Hungry for some healthy snack ideas? Read this article with all natural food choices that will give you energy and fitness.
You need it quick. It has to be easy. It should be nutritious, and you’d like it to taste good, too. Is there any chance that the snack fairy godmother could make all four of these wishes come true? Does the perfect snack really exist?
Yes there are in-fact snacks that can help with sustainable energy and battling the afternoon slump. Some of the healthiest choices are included below and are plant-based, gluten-free, dairy-free, and sugar-free. In other words, they’re all-natural bites that don’t contain any of the anti-nutrients that rob your body of energy and decrease your ability to function at your best. So without further ado, here are some of the best things to eat to keep your mind and body fueled with all day energy. Come into my San Francisco kitchen and let me tell you what I’m packing!

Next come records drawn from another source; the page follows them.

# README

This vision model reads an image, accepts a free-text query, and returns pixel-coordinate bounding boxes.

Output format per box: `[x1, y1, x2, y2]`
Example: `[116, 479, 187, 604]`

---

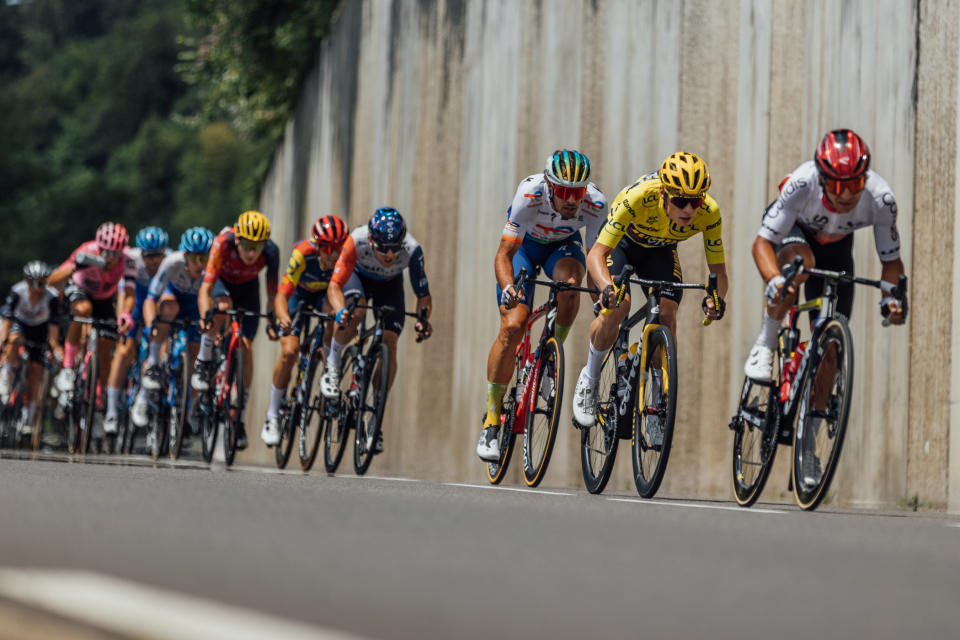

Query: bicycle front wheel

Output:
[631, 325, 677, 498]
[523, 337, 563, 487]
[221, 347, 243, 467]
[574, 350, 633, 494]
[322, 346, 359, 473]
[792, 317, 853, 511]
[731, 376, 780, 507]
[353, 344, 390, 475]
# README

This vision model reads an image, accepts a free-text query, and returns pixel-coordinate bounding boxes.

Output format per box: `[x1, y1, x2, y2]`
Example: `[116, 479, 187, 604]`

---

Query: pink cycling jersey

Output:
[60, 240, 137, 300]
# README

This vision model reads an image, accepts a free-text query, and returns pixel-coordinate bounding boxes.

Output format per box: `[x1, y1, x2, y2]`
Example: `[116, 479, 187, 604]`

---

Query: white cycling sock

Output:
[754, 311, 780, 349]
[197, 334, 213, 362]
[583, 342, 609, 382]
[327, 338, 347, 367]
[267, 385, 285, 419]
[147, 340, 163, 367]
[105, 387, 120, 420]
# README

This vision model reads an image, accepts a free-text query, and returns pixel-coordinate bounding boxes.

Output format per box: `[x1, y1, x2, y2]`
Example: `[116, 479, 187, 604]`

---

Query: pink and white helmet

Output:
[97, 222, 130, 251]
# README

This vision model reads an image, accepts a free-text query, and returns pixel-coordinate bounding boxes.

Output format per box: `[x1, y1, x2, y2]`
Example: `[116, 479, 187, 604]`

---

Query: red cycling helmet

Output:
[813, 129, 870, 180]
[313, 216, 350, 250]
[96, 222, 130, 251]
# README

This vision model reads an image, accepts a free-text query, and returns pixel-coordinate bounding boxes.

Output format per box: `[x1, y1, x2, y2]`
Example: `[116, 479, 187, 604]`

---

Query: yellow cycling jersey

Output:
[597, 173, 725, 264]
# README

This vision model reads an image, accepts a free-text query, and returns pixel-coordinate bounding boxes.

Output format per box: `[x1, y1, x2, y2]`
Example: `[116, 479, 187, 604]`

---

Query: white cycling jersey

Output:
[502, 173, 607, 250]
[757, 160, 900, 262]
[147, 251, 203, 300]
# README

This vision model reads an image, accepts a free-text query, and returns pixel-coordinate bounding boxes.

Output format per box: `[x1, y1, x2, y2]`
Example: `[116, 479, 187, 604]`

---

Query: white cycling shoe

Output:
[573, 367, 597, 429]
[743, 344, 773, 382]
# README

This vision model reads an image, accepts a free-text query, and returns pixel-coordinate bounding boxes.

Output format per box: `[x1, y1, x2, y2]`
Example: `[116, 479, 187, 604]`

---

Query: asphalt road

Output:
[0, 452, 960, 639]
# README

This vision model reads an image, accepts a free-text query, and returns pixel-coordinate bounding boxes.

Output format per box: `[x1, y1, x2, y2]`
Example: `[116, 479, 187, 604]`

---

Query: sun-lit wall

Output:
[246, 0, 960, 505]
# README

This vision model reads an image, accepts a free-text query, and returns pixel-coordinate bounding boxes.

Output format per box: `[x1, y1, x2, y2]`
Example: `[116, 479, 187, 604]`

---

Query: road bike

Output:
[574, 265, 720, 498]
[730, 256, 907, 510]
[484, 267, 598, 487]
[195, 309, 272, 466]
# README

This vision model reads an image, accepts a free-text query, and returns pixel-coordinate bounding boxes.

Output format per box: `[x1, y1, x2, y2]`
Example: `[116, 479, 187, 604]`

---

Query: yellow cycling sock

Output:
[483, 382, 507, 429]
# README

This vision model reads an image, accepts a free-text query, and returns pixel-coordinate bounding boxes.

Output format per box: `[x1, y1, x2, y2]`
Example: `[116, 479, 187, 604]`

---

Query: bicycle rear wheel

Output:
[353, 344, 390, 476]
[792, 317, 853, 511]
[523, 337, 564, 487]
[322, 346, 357, 473]
[290, 351, 327, 471]
[631, 325, 677, 498]
[574, 350, 633, 494]
[221, 347, 243, 467]
[730, 376, 780, 507]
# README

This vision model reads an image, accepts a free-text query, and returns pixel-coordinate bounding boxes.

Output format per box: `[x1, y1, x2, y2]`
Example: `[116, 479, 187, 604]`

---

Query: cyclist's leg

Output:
[544, 231, 587, 342]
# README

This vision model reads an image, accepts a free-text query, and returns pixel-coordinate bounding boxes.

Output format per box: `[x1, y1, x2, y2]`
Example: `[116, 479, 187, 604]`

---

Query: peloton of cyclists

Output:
[0, 260, 63, 435]
[573, 151, 728, 444]
[190, 211, 280, 449]
[320, 207, 433, 453]
[260, 216, 350, 447]
[477, 149, 606, 461]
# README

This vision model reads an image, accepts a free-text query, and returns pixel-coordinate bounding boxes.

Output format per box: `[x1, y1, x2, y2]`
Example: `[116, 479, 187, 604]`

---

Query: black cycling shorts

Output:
[607, 238, 683, 304]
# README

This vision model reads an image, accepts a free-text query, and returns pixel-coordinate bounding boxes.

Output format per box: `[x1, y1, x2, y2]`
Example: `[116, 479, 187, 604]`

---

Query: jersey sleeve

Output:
[280, 243, 307, 298]
[330, 235, 357, 289]
[757, 175, 808, 246]
[873, 189, 900, 262]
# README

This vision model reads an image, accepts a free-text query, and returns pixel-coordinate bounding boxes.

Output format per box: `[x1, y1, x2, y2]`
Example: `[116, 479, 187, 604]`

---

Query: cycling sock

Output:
[147, 340, 163, 367]
[483, 382, 507, 429]
[106, 387, 120, 420]
[267, 385, 285, 419]
[583, 341, 609, 382]
[327, 338, 346, 367]
[754, 311, 780, 349]
[197, 334, 213, 362]
[63, 342, 80, 369]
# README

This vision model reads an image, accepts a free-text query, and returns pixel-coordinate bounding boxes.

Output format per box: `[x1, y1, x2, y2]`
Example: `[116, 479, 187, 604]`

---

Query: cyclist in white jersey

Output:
[0, 260, 63, 434]
[130, 227, 214, 427]
[477, 149, 607, 461]
[744, 129, 906, 382]
[103, 227, 169, 433]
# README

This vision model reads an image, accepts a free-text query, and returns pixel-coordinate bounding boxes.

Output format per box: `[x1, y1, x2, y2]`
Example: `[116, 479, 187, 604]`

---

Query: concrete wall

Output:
[247, 0, 960, 506]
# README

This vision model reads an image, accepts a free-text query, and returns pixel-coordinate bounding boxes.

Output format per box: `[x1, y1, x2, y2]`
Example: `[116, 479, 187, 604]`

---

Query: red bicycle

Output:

Healthy Snack Ideas. All Natural Food Choices for Energy and Fitness
- Green Juice. The ultimate energy booster. Green vegetable juices are loaded with antioxidants, phytonutrients, chlorophyll, magnesium, and potassium. Your cells instantly gobble up these nutrients making you feel energized and alive. Make sure the green juice is from vegetables and is not a fruit juice disguised as a green juice. Aim to keep the carbohydrate content below 20 grams. Above this and the juice is too sugary and may cause blood sugar fluctuations and energy drops. You can read all my tips on drinking your greens and get some of my favorite recipes in this post.
- Nuts or Natural Trail Mix. Nuts are an easy way to get a delicious dose of protein in a convenient, shelf-stable package. Try a mixed bunch for variety and a combo with dried fruit for some added sweetness. Nuts are calorically dense and full of nutrients, be sure to pre-portion out some serving sizes in ziplock baggies so you dont accidently overdo it. Not sure what a proper portion is? Thekitchn Blog put together an amazing visual guide to help you! Looking for the best bang for your protein buck? Almonds and pistachios. They’re higher in protein than their nutty peers.
- Whole Fruit. Known as nature’s original pre-packaged snack, you can’t beat fruit for its portability, nutrients, and wonderful sweet taste. The following fruits are favorites for school and work snacks: Bananas, Apples (if sliced, dip in citrus to prevent browning), Peaches, Nectarines, Plums, Grapes, Blueberries, and Raspberries.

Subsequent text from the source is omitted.